Several non-guideline oral acute toxicity studies have been reported. In rats the oral LD50 value was determined to be 4000 mg/kg bw (BASF, 1966). At doses of 4000 mg/kg bw and higher, the following clinical signs were noted: piloerection, high stepping gait, slight stagger, mouth discharge, eye discharge, diarrhea, lateral and abdominal position, slight tremor, partly dyspnoea, heavy stagger, eye and nose crusts, cramped hind limb, ruffled fur smeared at the anogenital region, nose and mouth. Surviving animals were very timid and recovered from day 4. At necropsy, gastro-intestinal irritation and remaining substance in the stomach were observed upon macroscopic examination in one animal of the highest dose group (i.e. 6400 mg/kg bw). Other investigators established oral LD50 values in rats of 6500 mg/kg bw (Smyth et al., 1941) and 5994 mg/kg bw (Dow, 1980).

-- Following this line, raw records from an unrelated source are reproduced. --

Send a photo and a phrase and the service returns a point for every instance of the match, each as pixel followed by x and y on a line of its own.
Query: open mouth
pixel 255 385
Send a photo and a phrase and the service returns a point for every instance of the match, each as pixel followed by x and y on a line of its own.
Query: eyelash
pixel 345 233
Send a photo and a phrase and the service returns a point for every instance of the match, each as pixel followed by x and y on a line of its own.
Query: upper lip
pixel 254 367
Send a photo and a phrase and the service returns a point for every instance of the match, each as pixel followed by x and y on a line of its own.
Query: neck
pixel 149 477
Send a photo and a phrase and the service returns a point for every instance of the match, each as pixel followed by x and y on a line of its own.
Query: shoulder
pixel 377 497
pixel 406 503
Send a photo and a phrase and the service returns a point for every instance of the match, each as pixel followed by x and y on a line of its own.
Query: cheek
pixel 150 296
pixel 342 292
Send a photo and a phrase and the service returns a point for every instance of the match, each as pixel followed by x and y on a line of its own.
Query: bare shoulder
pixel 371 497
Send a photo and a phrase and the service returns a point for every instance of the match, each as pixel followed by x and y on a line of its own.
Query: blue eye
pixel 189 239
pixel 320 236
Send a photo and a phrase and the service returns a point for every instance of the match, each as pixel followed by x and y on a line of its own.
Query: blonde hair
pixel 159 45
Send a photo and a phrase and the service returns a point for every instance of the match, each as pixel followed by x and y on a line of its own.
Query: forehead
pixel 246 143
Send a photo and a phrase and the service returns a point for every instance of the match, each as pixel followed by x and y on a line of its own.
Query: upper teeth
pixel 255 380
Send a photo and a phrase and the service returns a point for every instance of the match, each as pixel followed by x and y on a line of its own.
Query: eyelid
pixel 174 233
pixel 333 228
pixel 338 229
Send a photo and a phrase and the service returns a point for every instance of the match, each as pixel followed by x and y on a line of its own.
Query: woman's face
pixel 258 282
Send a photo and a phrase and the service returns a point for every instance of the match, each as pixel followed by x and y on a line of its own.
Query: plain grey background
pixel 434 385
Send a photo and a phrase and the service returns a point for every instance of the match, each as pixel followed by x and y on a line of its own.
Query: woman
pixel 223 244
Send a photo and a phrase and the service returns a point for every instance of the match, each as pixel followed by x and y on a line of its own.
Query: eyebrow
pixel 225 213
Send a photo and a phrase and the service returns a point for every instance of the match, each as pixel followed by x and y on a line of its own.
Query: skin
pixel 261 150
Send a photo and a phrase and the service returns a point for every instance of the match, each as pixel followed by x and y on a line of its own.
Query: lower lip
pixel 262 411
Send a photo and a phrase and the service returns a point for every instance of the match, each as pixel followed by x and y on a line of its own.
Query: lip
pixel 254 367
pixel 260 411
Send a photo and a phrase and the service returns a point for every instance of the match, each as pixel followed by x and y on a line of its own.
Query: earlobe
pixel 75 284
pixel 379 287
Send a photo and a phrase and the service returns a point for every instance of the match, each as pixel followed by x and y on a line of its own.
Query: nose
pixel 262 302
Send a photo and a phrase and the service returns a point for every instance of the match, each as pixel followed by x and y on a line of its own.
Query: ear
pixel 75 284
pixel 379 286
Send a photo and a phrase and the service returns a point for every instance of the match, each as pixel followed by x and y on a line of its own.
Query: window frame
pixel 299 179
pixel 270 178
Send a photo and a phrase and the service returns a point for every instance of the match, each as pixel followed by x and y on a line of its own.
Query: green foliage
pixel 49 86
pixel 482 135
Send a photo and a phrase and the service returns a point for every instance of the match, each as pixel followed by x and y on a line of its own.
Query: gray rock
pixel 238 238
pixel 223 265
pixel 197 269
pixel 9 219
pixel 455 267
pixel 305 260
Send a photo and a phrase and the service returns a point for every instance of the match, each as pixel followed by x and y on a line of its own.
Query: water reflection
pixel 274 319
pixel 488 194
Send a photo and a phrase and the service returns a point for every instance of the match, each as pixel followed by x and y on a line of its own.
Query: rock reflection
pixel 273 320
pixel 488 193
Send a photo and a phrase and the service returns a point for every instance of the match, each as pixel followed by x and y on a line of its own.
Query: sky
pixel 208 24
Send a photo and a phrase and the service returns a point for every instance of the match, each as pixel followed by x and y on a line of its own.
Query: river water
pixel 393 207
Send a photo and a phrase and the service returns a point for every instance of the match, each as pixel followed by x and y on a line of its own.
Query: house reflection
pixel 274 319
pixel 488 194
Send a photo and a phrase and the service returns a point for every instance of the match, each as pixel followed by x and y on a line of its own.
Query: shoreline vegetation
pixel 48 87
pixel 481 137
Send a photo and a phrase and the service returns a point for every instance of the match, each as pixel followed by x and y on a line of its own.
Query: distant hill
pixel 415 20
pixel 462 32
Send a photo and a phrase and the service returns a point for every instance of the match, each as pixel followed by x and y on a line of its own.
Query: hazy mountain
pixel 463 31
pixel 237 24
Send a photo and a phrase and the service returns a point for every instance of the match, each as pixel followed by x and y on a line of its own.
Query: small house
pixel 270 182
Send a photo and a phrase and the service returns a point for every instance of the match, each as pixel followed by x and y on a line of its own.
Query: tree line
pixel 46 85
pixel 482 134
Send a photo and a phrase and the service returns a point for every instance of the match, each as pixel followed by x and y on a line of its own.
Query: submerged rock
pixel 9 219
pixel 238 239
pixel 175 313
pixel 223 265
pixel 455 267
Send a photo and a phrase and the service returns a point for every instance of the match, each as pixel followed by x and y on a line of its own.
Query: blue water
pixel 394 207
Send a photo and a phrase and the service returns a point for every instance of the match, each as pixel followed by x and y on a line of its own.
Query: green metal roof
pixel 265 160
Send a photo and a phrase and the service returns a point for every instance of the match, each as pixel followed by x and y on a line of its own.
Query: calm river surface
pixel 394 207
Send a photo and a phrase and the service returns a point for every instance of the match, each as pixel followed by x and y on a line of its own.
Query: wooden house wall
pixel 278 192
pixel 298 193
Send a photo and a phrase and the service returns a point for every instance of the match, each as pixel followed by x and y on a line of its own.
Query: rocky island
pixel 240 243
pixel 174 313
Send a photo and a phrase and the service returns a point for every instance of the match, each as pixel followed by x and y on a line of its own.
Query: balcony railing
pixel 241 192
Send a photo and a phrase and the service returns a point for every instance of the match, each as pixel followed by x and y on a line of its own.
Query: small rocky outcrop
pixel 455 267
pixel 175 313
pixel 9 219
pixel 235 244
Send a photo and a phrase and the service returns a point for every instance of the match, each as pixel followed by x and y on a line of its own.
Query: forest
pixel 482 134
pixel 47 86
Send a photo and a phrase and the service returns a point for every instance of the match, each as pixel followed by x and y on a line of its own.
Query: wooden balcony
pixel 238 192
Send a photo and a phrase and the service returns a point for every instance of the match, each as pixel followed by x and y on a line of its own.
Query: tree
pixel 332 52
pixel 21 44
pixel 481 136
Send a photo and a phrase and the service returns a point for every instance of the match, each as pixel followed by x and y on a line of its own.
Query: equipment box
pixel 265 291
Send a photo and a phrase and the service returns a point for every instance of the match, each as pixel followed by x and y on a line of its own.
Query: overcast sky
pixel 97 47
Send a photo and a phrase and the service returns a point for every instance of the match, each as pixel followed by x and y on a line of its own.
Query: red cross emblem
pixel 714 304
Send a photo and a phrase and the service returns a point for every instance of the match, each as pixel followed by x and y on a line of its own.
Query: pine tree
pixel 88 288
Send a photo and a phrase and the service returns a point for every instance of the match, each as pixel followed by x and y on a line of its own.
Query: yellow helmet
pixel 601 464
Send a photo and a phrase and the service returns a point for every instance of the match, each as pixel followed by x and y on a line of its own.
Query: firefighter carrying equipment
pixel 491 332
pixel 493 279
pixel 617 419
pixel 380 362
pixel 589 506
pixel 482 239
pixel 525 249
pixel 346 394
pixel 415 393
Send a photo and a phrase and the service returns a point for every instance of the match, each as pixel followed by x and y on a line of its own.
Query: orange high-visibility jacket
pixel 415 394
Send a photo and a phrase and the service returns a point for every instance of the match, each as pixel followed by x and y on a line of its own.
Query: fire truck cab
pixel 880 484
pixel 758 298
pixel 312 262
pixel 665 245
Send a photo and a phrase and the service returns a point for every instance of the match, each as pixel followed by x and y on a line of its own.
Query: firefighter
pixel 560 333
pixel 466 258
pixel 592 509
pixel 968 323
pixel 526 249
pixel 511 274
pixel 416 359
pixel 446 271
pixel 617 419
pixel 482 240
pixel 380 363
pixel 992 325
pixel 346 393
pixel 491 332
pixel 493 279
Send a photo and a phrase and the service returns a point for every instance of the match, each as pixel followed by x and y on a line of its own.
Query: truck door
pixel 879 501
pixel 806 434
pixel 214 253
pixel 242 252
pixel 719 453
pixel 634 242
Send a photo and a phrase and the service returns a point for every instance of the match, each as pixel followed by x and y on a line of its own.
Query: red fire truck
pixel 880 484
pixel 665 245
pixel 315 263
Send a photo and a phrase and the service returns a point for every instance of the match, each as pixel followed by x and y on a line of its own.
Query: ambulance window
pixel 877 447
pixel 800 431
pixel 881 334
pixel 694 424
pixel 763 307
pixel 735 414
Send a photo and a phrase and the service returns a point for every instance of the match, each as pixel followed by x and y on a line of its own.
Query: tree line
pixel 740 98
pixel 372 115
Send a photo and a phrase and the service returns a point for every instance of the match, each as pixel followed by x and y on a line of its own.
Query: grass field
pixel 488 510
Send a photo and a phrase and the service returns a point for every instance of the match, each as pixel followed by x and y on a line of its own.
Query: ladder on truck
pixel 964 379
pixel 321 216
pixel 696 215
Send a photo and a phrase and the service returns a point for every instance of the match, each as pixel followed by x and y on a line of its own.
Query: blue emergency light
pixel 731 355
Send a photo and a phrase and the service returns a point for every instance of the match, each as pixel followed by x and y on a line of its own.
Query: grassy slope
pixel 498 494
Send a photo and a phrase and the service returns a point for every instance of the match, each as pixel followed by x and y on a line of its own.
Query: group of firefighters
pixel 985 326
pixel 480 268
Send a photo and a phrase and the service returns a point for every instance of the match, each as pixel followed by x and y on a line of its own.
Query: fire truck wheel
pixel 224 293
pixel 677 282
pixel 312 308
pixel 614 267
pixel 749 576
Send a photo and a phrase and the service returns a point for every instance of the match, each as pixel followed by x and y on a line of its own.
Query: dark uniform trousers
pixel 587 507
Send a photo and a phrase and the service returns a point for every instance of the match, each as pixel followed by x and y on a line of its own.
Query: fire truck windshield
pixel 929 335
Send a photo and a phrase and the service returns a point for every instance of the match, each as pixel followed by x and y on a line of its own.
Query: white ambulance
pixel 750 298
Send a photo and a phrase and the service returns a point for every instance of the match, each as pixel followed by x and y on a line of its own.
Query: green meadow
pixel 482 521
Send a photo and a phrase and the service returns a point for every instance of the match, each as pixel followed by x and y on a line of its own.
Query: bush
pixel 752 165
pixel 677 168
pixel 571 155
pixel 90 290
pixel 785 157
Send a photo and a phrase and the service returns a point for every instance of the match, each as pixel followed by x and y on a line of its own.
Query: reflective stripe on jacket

Acute toxicity: inhalation

Due to its extremely low volatility, there is a lack of data documenting the acute inhalation toxicity. As good quality data for the oral and dermal route is available, in accordance with column 2 of REACH Annex VIII, a study regarding the inhalation route is not required. One limited report stated that whole-body exposure of rats to a saturated test substance atmosphere (concentration not given) at 20°C for 8 hours failed to cause any deaths, therefore no LC50 value has been determined for this compound (BASF, 1966). In a study on respiratory irritation, mice were exposed to aerosol concentrations of 329 - 1070 mg/m3 test substance (Detwiler-Okabayashi, 1996). The 3-hour exposure caused sensory irritation (immediate onset) and pulmonary irritation (delayed onset). No mortality was observed. Post-exposure recovery of the breathing frequency was moderate to good.

Acute toxicity: dermal

Female New Zealand White rabbits were administered undiluted test material via dermal application under an impervious cuff to their trunks for 24 hours, followed by a 14-day recovery period. No evidence of systemic toxicity was reported and the LD50 was greater than 5000 mg/kg bw. Only modest skin irritation was evident following the 24 hours of exposure (Dow, 1980).

Justification for classification or non-classification

Based on the results of acute oral, inhalation and dermal toxicity studies, the test substance does not need to be classified according to the EU Classification, Labelling and Packaging of Substances and Mixtures (CLP) Regulation (EC) No. 1272/2008.